Hence we have a contradiction because this doesn't hold for any $\epsilon >0$.
Is this proof correct? Because in my book the solution is quite different. It involves diving into cases where $n$ is odd or even. I am pretty sure I can't do the triangle inequality part, but I have no other idea since I don't understand the proof in the book.
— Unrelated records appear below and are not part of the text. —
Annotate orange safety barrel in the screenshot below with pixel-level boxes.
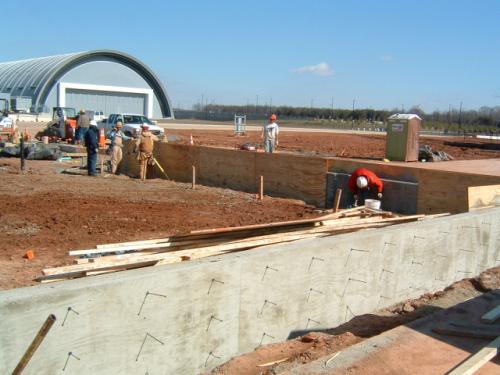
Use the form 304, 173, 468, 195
99, 128, 106, 148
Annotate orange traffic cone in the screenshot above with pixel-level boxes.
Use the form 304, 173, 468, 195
99, 128, 106, 148
23, 250, 35, 260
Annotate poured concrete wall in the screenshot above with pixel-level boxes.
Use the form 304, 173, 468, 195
0, 209, 500, 374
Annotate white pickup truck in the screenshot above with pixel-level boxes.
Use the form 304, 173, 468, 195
99, 113, 165, 137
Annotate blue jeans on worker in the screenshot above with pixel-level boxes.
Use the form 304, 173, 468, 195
351, 188, 378, 207
75, 127, 89, 146
87, 148, 97, 176
264, 139, 275, 153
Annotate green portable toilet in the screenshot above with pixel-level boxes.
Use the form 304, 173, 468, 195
385, 113, 422, 161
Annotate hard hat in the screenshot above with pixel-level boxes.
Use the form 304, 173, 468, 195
356, 176, 368, 189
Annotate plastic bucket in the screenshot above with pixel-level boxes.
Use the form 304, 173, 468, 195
365, 199, 381, 210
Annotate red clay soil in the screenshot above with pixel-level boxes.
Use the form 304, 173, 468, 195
166, 129, 500, 160
210, 267, 500, 375
0, 158, 317, 289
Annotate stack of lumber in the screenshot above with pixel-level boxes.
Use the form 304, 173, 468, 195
37, 206, 438, 282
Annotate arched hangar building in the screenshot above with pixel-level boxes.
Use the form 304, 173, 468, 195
0, 50, 174, 118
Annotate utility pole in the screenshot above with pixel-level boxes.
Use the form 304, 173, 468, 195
352, 99, 356, 125
458, 102, 463, 127
332, 96, 333, 120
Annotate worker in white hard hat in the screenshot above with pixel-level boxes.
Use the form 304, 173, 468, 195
107, 121, 130, 174
347, 168, 384, 206
135, 123, 159, 181
75, 108, 90, 145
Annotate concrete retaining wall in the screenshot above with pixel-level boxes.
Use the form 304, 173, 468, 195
0, 209, 500, 374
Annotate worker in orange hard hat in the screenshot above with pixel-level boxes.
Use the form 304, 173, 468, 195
262, 113, 280, 153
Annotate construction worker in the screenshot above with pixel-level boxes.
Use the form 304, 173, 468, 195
75, 108, 90, 144
347, 168, 384, 206
262, 114, 280, 153
135, 123, 159, 181
107, 121, 129, 174
84, 120, 99, 176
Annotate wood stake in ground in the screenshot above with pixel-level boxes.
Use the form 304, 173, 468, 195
333, 189, 342, 212
191, 165, 196, 190
12, 314, 56, 375
259, 176, 264, 200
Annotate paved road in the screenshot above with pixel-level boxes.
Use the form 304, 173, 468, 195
158, 122, 385, 134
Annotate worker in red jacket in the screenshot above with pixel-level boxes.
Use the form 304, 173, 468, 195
347, 168, 384, 206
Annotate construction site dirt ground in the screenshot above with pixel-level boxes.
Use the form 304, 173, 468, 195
13, 122, 500, 160
167, 129, 500, 160
0, 158, 318, 289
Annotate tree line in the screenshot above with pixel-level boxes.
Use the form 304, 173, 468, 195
193, 104, 500, 129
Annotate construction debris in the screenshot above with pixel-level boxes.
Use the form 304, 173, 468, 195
37, 206, 442, 282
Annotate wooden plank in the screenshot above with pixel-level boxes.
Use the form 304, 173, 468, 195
62, 152, 87, 158
481, 305, 500, 324
189, 206, 364, 234
467, 185, 500, 211
432, 327, 500, 340
36, 260, 157, 283
447, 336, 500, 375
43, 218, 416, 276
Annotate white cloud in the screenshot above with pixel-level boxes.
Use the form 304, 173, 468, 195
292, 62, 334, 76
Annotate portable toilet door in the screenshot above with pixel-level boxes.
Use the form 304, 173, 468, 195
385, 114, 422, 161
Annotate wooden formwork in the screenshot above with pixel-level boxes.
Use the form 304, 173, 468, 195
121, 143, 500, 214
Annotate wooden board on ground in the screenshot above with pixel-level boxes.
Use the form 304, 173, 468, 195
447, 336, 500, 375
468, 185, 500, 211
481, 306, 500, 324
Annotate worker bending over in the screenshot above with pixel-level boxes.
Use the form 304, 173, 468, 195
262, 114, 280, 153
347, 168, 384, 206
135, 124, 159, 181
107, 121, 130, 174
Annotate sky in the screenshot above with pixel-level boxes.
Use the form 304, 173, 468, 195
0, 0, 500, 112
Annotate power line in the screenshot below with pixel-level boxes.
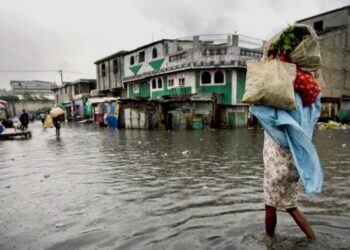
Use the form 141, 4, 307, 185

If ${\{a_n\}}_{n = 1}^{\infty}$ converges to $l$, where $a_n = {(- 1)}^n$ for all $n = 1 , 2 , \ldots$, all the subsequences of ${\{a_n\}}_{n = 1}^{\infty}$ converge also to $l$. In particular ${\{a_{2 n + 1}\}}_{n = 1}^{\infty}$, given by $a_{2 n + 1} = {(- 1)}^{2 n + 1} = - 1$ for all $n = 1 , 2 , \ldots$, converges to $l = - 1$, but ${\{a_{2 n}\}}_{n = 1}^{\infty}$, given by $a_{2 n} = {(- 1)}^{2 n} = 1$ for all $n = 1 , 2 , \ldots$, should converge also to $l$ and it's false clearly because $\lim_{n \to \infty} a_{2 n} = \lim_{n \to \infty} 1 = 1 \neq - 1 = l$. This argument proves that ${\{a_n\}}_{n = 1}^{\infty}$ doesn't converge.